– От этого у вас лечат? – глаза рыженькой сверкнули злым блеском. – Рассуждаете, в общем-то, профессионально: раз молодая, то других вариантов нет – только несчастная любовь.

Психиатр печально вздохнула и покачала головой, хотя была довольна и гордясь тем, что сумела хотя бы разговорить сложную пациентку.

– Ты не хочешь со мной поделиться? – задушевно спросила она.

– Нет, – коротко отрезала рыженькая, но заведующая ничуть не была обескуражена.

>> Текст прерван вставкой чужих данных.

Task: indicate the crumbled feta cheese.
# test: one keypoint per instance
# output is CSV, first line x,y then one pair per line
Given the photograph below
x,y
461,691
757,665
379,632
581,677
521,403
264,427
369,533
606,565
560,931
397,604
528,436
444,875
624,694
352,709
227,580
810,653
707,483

– Хорошо, тогда не нужно. Однако ты знаешь, где находишься и почему…. Ты ведь знаешь?

– Знаю, я не идиотка.

– Конечно, нет, – согласилась врач, – ты умна и наблюдательна, ты имеешь право никого не посвящать в свою личную жизнь. Но ты попала к нам не просто так, и мы не можем тебя отпустить, пока не поймем, какова причина твоего поступка. Если она уважительна, значит, ты здорова, и тебя сразу выпишут – места в больнице нужны действительно больным людям. Опиши только тот момент, когда ты решила расстаться с жизнью. Сразу почувствовала непреодолимое желание броситься в воду, или оно у тебя возникло давно? Может, ты услышала голос, который приказал тебе это сделать?

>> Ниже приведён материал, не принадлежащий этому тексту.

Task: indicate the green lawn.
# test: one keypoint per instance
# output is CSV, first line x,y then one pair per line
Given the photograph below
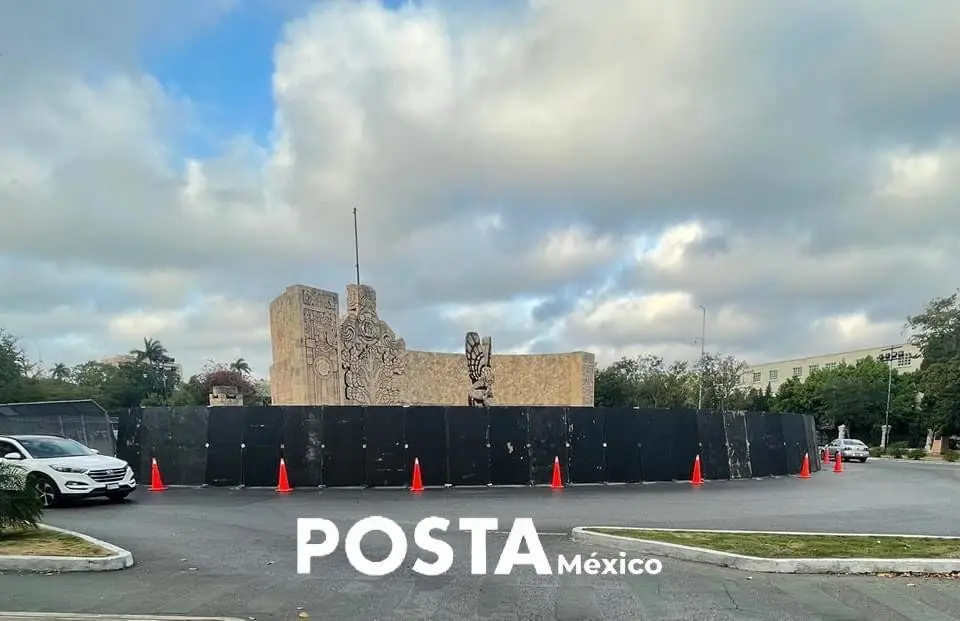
x,y
43,542
801,546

Рыженькая кивала в такт словам заведующей, и когда та закончила свою тираду, весело хмыкнула:

– Ладно, пишите в карте: слуховыми галлюцинациями не страдает, навязчивых идей не имеет, ситуацию оценивает адекватно. Диагноз: здорова. Так что можете меня спокойно выписывать.

Заведующая отметила в карте, что больная Н знакома со специальной терминологией, интеллект частично сохранен. Поколебавшись, она решила до осмотра больной терапевтом ограничиться легкими седативными средствами – назначать курс лечения было нельзя, пока не подтвердятся или не будут опровергнуты указанные пациенткой в день поступления диагнозы язвы двенадцатиперстной кишки и панкреатита. Конечно, теперь лето и, как всегда, начались организационные проблемы – терапевт, прикрепленный к их отделению, в отпуске, и заменять его никто не соглашается, все ссылаются на занятость. Значит, придется требовать, чтобы назначили кого-то по приказу. Внезапно ее охватило раздражение – все хотят отдыхать, а ей, видно, в гробу придется. В прошлом году два прекрасных специалиста из ее отделения уехали в Израиль, прислали эту блатную Марину Леонидовну – работать не хочет, давить на нее нельзя, потому что кто-то у нее в министерстве. Да еще эта рыжая девчонка сидит и смотрит своим высокомерным взглядом. Однако заведующая ничем своего раздражения не выказала, закончив писать в карте, она подняла глаза на пациентку и доброжелательно сказала:

– Да, я тоже думаю, что ты здорова. Назови мне свои имя и фамилию, без этого я не могу оформить тебя к выписке.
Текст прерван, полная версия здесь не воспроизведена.